I think security is relative, not absolute. BTNS mode of IPsec protecting traffic would be much better than nothing protecting traffic. Even if you are MITM'd, at least the costs of uncovering the traffic go up, creating more of a disincentive to MITM unless they have to.

>>>>  I think it might be worth remembering that as per the IETF88
>>>>  Plenary, end-to-end encryption is the general direction, and that
>>>>  middle boxes less effective/in-effective because of it. So
>>>>  putting a lot of time and effort into facilitating them might be
>>>>  wasted effort.
>>>  It's a 1-page to 5-page document (and that's including
>>>  bolierplates).
>>  I'm not saying to no do it, just that if e.g., somebody like Google,
>>  Apple or Microsoft roll out an update that enables crypto on a very
>>  popular service (similar to how within days, millions of iPhones and
>>  iPads used MPTCP for Siri), the traffic that these middleboxes are
>>  inspecting might "go dark" or become hidden 
> "overnight".
> If e.g. TLS is enabled, the TCP header information is still in the clear
> (unless you're *tunneling* over TLS).

>>  If there is
>>  a lot of effort involved, it would be wasted if that sort of event
>>  happened.
> This shouldn't be "a lot of effort".
>>>>  Yes, it works! Thanks Kristian. However here in Italy 3G carriers
>>>>  filter out TCP options.. so SIRI gives up and stops trying to use
>>>>  mptcp in the long run.
>>  "Encapsulation of TCP and other Transport Protocols over UDP" 
>>  "In fact, TCP options are expected to work more reliably with
>>  TCP-over-UDP, because middleboxes will be less able to easily
>>  interfere with such options, modifying them, stripping them, or
>>  dropping packets containing TCP options, as they often dotoday with
>>  native TCP                     packets.  In particular, Multipath
>>  TCP-over-UDP is expected to work more reliably than native Multipath
>>  TCP [RFC6824], because middleboxes that interfere with use of those
>>  TCP options will be less able to do that when the packets are
>>  encapsulated inside UDP."
>>  ;-)
> Well, how good this is probably depends on whether one assumes the
> aforementioned middle-box behavior is intentional or not. If it is, then
> this is "middle-box unfriendly". If it's not, this is 
> "middle-box
> friendly".

I think that as it is dropping unknown TCP options, rather than forwarding them, it indicates it is fundamentally intentional. A middle box "in the customers interests" would default to forwarding when it encounters unknown options, field values etc., allowing MPTCP to work.

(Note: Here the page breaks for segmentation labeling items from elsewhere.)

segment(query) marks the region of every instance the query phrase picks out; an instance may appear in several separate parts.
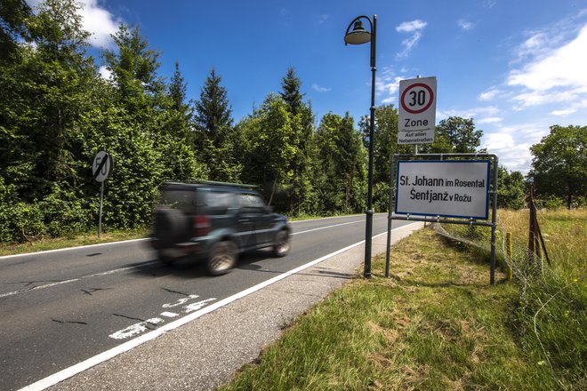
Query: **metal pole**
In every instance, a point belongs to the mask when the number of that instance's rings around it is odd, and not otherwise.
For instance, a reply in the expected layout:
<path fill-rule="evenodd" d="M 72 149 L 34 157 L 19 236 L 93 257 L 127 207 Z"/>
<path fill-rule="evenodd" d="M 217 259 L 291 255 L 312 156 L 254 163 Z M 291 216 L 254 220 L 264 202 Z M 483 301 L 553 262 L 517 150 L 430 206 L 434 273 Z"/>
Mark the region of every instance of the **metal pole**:
<path fill-rule="evenodd" d="M 373 149 L 375 126 L 375 64 L 377 39 L 377 15 L 373 16 L 371 30 L 371 116 L 369 124 L 369 172 L 367 185 L 366 227 L 365 232 L 365 272 L 366 278 L 371 278 L 371 244 L 373 236 Z"/>
<path fill-rule="evenodd" d="M 102 233 L 102 203 L 104 201 L 104 181 L 102 180 L 100 187 L 100 217 L 98 218 L 98 239 Z"/>
<path fill-rule="evenodd" d="M 396 189 L 393 181 L 395 158 L 396 156 L 392 155 L 390 167 L 390 211 L 387 214 L 387 246 L 385 247 L 385 277 L 387 278 L 390 278 L 390 258 L 391 256 L 391 218 L 393 215 L 393 192 Z"/>
<path fill-rule="evenodd" d="M 491 270 L 489 273 L 489 283 L 495 283 L 495 228 L 497 227 L 497 156 L 494 160 L 494 196 L 492 198 L 491 212 Z"/>

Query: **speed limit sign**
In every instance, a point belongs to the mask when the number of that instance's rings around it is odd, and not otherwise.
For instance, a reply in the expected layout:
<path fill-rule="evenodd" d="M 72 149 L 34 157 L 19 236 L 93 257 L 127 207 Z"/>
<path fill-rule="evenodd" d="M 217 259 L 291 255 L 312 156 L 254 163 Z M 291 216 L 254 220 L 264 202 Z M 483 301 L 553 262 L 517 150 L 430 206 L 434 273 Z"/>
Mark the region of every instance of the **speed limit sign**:
<path fill-rule="evenodd" d="M 433 142 L 436 123 L 436 77 L 401 80 L 398 107 L 398 144 Z"/>

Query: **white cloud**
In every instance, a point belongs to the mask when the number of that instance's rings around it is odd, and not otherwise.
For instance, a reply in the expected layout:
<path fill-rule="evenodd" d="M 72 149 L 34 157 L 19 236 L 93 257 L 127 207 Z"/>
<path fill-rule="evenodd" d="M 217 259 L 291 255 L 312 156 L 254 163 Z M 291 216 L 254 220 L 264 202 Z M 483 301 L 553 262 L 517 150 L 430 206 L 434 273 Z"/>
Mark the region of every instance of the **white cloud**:
<path fill-rule="evenodd" d="M 403 71 L 403 69 L 402 69 Z M 390 104 L 398 102 L 398 91 L 399 81 L 406 77 L 398 76 L 390 68 L 384 68 L 375 80 L 375 91 L 378 96 L 382 96 L 382 103 Z"/>
<path fill-rule="evenodd" d="M 323 87 L 321 85 L 317 84 L 316 83 L 312 84 L 312 89 L 318 92 L 328 92 L 329 91 L 331 91 L 330 88 Z"/>
<path fill-rule="evenodd" d="M 82 3 L 80 14 L 84 18 L 84 28 L 92 33 L 90 44 L 97 47 L 112 46 L 110 35 L 118 29 L 120 20 L 102 8 L 98 0 L 82 0 Z"/>
<path fill-rule="evenodd" d="M 422 36 L 422 30 L 428 25 L 423 20 L 416 20 L 412 21 L 405 21 L 399 26 L 396 27 L 396 31 L 398 33 L 411 33 L 412 36 L 409 38 L 406 38 L 402 41 L 401 44 L 404 46 L 404 50 L 398 53 L 398 58 L 407 57 L 407 55 L 412 52 L 412 49 L 418 44 L 418 41 Z"/>
<path fill-rule="evenodd" d="M 540 43 L 533 44 L 539 45 Z M 549 56 L 530 62 L 523 69 L 510 74 L 508 84 L 521 85 L 534 91 L 555 87 L 582 88 L 587 91 L 587 25 L 576 38 Z"/>
<path fill-rule="evenodd" d="M 496 123 L 501 123 L 503 121 L 503 118 L 501 116 L 486 116 L 485 118 L 480 118 L 477 120 L 477 123 L 481 124 L 496 124 Z"/>
<path fill-rule="evenodd" d="M 475 122 L 480 116 L 495 116 L 500 112 L 499 108 L 495 106 L 486 106 L 483 108 L 471 108 L 467 109 L 451 109 L 451 110 L 437 110 L 437 119 L 443 120 L 449 116 L 460 116 L 462 118 L 473 118 Z"/>
<path fill-rule="evenodd" d="M 104 66 L 101 66 L 98 68 L 98 73 L 104 80 L 109 80 L 112 78 L 112 72 Z"/>
<path fill-rule="evenodd" d="M 42 0 L 26 0 L 33 8 Z M 121 20 L 116 18 L 101 5 L 99 0 L 78 0 L 82 4 L 79 14 L 82 16 L 82 27 L 90 32 L 89 44 L 96 47 L 110 47 L 114 44 L 110 34 L 118 29 Z"/>
<path fill-rule="evenodd" d="M 396 28 L 396 31 L 398 33 L 413 33 L 414 31 L 423 29 L 427 24 L 425 21 L 420 20 L 405 21 Z"/>
<path fill-rule="evenodd" d="M 474 24 L 474 23 L 472 23 L 472 22 L 470 22 L 470 21 L 467 21 L 467 20 L 465 20 L 464 19 L 461 19 L 461 20 L 459 20 L 457 21 L 457 24 L 459 25 L 459 27 L 461 28 L 461 29 L 463 30 L 463 31 L 472 30 L 472 29 L 475 28 L 475 24 Z"/>
<path fill-rule="evenodd" d="M 492 100 L 495 97 L 501 95 L 503 92 L 497 88 L 492 87 L 485 92 L 481 92 L 478 96 L 478 100 L 481 101 Z"/>

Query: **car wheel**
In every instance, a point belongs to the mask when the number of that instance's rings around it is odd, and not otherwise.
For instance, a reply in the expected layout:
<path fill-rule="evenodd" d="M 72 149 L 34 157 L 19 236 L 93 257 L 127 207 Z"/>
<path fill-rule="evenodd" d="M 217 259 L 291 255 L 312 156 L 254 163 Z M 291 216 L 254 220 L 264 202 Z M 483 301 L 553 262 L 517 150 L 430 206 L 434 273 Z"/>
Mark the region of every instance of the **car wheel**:
<path fill-rule="evenodd" d="M 227 240 L 212 246 L 208 257 L 208 273 L 212 275 L 221 275 L 228 273 L 237 263 L 238 249 L 234 242 Z"/>
<path fill-rule="evenodd" d="M 277 232 L 273 244 L 273 255 L 276 257 L 285 257 L 289 252 L 291 244 L 289 243 L 289 233 L 282 229 Z"/>

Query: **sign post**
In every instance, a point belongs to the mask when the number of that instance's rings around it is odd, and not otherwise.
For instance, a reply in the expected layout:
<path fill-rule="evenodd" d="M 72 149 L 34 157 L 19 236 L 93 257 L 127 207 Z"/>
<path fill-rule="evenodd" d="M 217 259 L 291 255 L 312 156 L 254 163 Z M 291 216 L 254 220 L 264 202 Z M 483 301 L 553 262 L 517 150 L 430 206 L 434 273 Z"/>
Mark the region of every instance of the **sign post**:
<path fill-rule="evenodd" d="M 398 144 L 434 142 L 436 77 L 399 82 Z"/>
<path fill-rule="evenodd" d="M 102 204 L 104 202 L 104 180 L 112 175 L 112 166 L 114 165 L 114 159 L 112 155 L 100 151 L 96 155 L 92 164 L 92 175 L 97 182 L 101 182 L 100 187 L 100 215 L 98 218 L 98 238 L 102 232 Z"/>

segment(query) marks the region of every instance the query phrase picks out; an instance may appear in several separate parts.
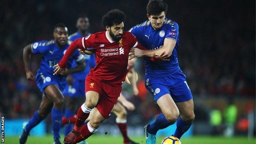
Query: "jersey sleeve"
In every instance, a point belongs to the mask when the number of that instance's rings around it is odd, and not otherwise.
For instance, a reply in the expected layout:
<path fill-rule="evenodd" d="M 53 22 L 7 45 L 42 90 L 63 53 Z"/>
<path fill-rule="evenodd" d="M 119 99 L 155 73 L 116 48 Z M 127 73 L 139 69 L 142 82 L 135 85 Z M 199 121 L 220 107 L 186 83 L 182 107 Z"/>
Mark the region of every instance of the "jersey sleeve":
<path fill-rule="evenodd" d="M 96 66 L 96 58 L 95 58 L 95 54 L 92 54 L 90 58 L 90 68 L 93 68 Z"/>
<path fill-rule="evenodd" d="M 59 66 L 62 68 L 66 68 L 68 60 L 76 49 L 78 48 L 84 51 L 87 48 L 93 47 L 94 43 L 95 37 L 95 35 L 92 34 L 85 38 L 78 38 L 72 42 L 65 53 L 64 56 L 58 63 Z"/>
<path fill-rule="evenodd" d="M 179 26 L 176 22 L 174 24 L 169 26 L 165 38 L 172 39 L 177 42 L 179 36 Z"/>
<path fill-rule="evenodd" d="M 42 40 L 34 42 L 31 44 L 31 48 L 33 54 L 43 54 L 47 50 L 46 44 L 48 41 Z M 50 41 L 49 41 L 50 42 Z"/>
<path fill-rule="evenodd" d="M 82 54 L 80 54 L 78 50 L 76 50 L 73 54 L 73 59 L 76 63 L 83 61 L 84 59 L 84 56 Z"/>

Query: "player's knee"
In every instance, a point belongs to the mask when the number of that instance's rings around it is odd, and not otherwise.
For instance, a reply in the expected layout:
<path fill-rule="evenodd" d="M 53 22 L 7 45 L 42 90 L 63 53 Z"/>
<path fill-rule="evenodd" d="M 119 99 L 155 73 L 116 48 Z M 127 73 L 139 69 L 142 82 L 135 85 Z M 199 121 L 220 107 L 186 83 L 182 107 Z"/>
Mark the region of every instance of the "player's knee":
<path fill-rule="evenodd" d="M 173 124 L 176 122 L 180 114 L 178 112 L 168 114 L 165 116 L 165 117 L 170 124 Z"/>
<path fill-rule="evenodd" d="M 64 99 L 60 98 L 56 100 L 54 102 L 54 107 L 59 108 L 61 108 L 64 105 Z"/>
<path fill-rule="evenodd" d="M 195 114 L 194 112 L 190 114 L 185 116 L 184 118 L 182 118 L 182 120 L 186 122 L 191 123 L 195 119 Z"/>
<path fill-rule="evenodd" d="M 99 120 L 91 120 L 90 121 L 90 124 L 92 126 L 92 127 L 95 129 L 97 129 L 100 126 L 101 124 L 101 121 Z"/>
<path fill-rule="evenodd" d="M 120 118 L 125 119 L 126 118 L 127 116 L 127 111 L 125 109 L 122 109 L 120 112 Z"/>
<path fill-rule="evenodd" d="M 89 108 L 93 108 L 96 105 L 98 102 L 96 102 L 95 100 L 93 100 L 92 98 L 86 99 L 85 102 L 85 105 Z"/>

In this specific case, it could be that as Siri uses 3G as a backup path for MPTCP for Wifi, Italy's 3G carriers might be blocking the MPTCP options to prevent Wifi offload via MPTCP, forcing customers to use and therefore pay for 3G bandwidth use even when they don't have to.

Customers certainly won't like that if they discover it, however the customers won't necessarily realise that it is the carrier that they're paying that is causing them to have a less reliable and more costly service. However, the people who provide Siri to those customers would be capable of finding out where the problem is, and may then develop and deploy work-arounds to the problem of TCP options being dropped. I don't know if you noticed, but the authors of that draft are from Apple, who have a very strong incentive for Siri to work well for their customers.

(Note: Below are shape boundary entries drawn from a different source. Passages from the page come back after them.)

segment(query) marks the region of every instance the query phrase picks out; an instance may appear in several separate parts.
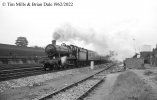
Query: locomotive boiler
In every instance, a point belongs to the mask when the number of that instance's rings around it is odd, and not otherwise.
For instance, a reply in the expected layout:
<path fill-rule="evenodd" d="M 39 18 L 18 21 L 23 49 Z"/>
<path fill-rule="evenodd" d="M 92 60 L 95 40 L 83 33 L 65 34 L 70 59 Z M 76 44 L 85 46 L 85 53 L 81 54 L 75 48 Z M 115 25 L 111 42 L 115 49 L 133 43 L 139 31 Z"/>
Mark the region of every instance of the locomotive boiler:
<path fill-rule="evenodd" d="M 56 40 L 45 47 L 46 58 L 42 60 L 45 70 L 67 69 L 89 65 L 91 61 L 96 64 L 104 62 L 102 56 L 96 52 L 75 45 L 56 45 Z M 103 61 L 102 61 L 103 60 Z"/>

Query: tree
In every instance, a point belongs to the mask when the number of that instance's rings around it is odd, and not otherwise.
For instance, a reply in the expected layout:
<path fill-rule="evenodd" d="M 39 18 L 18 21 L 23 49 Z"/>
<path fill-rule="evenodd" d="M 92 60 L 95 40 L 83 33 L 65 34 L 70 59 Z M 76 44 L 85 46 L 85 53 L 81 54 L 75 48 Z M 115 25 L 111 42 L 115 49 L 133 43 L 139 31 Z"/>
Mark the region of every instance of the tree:
<path fill-rule="evenodd" d="M 20 47 L 27 47 L 28 41 L 26 37 L 17 37 L 15 44 Z"/>

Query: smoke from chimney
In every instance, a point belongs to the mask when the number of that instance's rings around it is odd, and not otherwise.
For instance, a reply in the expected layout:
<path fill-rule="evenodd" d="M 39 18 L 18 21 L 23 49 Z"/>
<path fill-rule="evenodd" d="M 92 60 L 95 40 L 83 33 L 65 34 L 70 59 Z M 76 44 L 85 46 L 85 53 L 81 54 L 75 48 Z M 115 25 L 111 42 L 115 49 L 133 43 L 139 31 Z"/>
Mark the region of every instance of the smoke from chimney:
<path fill-rule="evenodd" d="M 93 28 L 81 29 L 65 24 L 53 33 L 53 38 L 60 42 L 69 42 L 74 45 L 97 51 L 99 54 L 108 54 L 110 50 L 117 53 L 117 58 L 124 59 L 132 55 L 133 45 L 128 30 L 117 30 L 109 33 L 96 33 Z M 130 40 L 129 40 L 130 39 Z M 119 58 L 118 58 L 119 59 Z"/>

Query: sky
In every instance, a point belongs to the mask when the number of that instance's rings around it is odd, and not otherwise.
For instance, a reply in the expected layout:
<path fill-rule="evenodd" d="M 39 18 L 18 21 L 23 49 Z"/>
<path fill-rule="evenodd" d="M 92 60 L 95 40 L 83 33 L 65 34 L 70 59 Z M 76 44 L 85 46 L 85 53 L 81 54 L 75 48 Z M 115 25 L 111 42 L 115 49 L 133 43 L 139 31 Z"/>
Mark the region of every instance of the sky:
<path fill-rule="evenodd" d="M 16 6 L 19 2 L 42 6 Z M 157 44 L 157 0 L 1 0 L 0 43 L 15 44 L 19 36 L 28 46 L 45 47 L 57 39 L 103 55 L 115 51 L 123 60 L 142 45 Z"/>

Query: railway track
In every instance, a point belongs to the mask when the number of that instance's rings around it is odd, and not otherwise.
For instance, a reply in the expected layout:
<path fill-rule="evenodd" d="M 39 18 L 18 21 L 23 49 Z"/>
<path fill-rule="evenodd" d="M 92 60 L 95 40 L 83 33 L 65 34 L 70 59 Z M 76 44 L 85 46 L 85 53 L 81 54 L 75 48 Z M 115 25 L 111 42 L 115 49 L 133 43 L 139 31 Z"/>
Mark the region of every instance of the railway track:
<path fill-rule="evenodd" d="M 1 69 L 0 70 L 0 81 L 5 81 L 9 79 L 16 79 L 31 75 L 37 75 L 45 73 L 41 66 L 28 66 L 28 67 L 19 67 L 19 68 L 10 68 L 10 69 Z"/>
<path fill-rule="evenodd" d="M 104 81 L 108 69 L 112 65 L 107 66 L 105 69 L 86 77 L 78 82 L 72 83 L 60 90 L 52 93 L 45 94 L 34 100 L 82 100 L 90 91 L 97 85 Z"/>

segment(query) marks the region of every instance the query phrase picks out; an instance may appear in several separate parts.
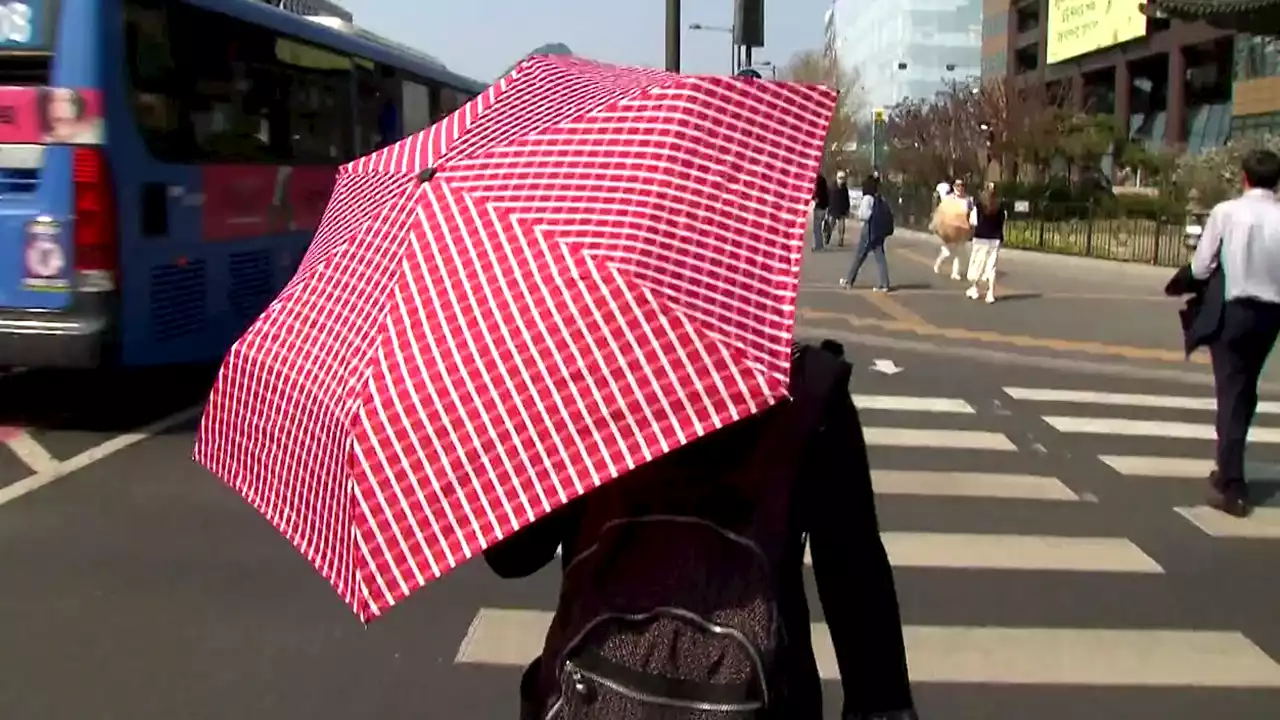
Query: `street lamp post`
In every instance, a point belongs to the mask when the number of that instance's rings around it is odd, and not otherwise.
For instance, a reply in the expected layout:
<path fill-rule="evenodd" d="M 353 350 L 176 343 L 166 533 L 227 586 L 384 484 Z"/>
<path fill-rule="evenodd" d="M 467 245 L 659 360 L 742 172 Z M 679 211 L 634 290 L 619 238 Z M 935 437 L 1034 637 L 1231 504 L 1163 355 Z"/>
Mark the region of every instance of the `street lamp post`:
<path fill-rule="evenodd" d="M 733 28 L 724 26 L 709 26 L 703 23 L 692 23 L 689 29 L 705 31 L 705 32 L 723 32 L 728 35 L 728 72 L 733 74 L 737 72 L 737 47 L 733 45 Z"/>
<path fill-rule="evenodd" d="M 680 0 L 667 0 L 667 69 L 680 72 Z"/>

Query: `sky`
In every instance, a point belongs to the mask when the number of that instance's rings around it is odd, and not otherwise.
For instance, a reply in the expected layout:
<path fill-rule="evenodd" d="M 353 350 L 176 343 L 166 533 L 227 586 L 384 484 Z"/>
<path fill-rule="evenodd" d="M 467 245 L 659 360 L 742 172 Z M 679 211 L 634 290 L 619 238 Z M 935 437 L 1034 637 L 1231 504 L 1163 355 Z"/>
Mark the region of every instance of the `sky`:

> FWIW, one would expect this to be an arms race. If this is
> *intended middle-box behavior", then you'd expect middle-boxes to 
> become
> smarter, and eventually we'll have TCP-over-UDP-over-* :-)

I agree it will be an arms race, and I'm confident that the host/application people will eventually win. I think their fundamental desire is network transparency so that they can spend time and effort on better application features, rather than on work around methods to get the data they want between the application end-points. The harder the network makes it for the host/application developers to add new and useful features, the harder the host/application developers will push back, with obfuscation being their weapon.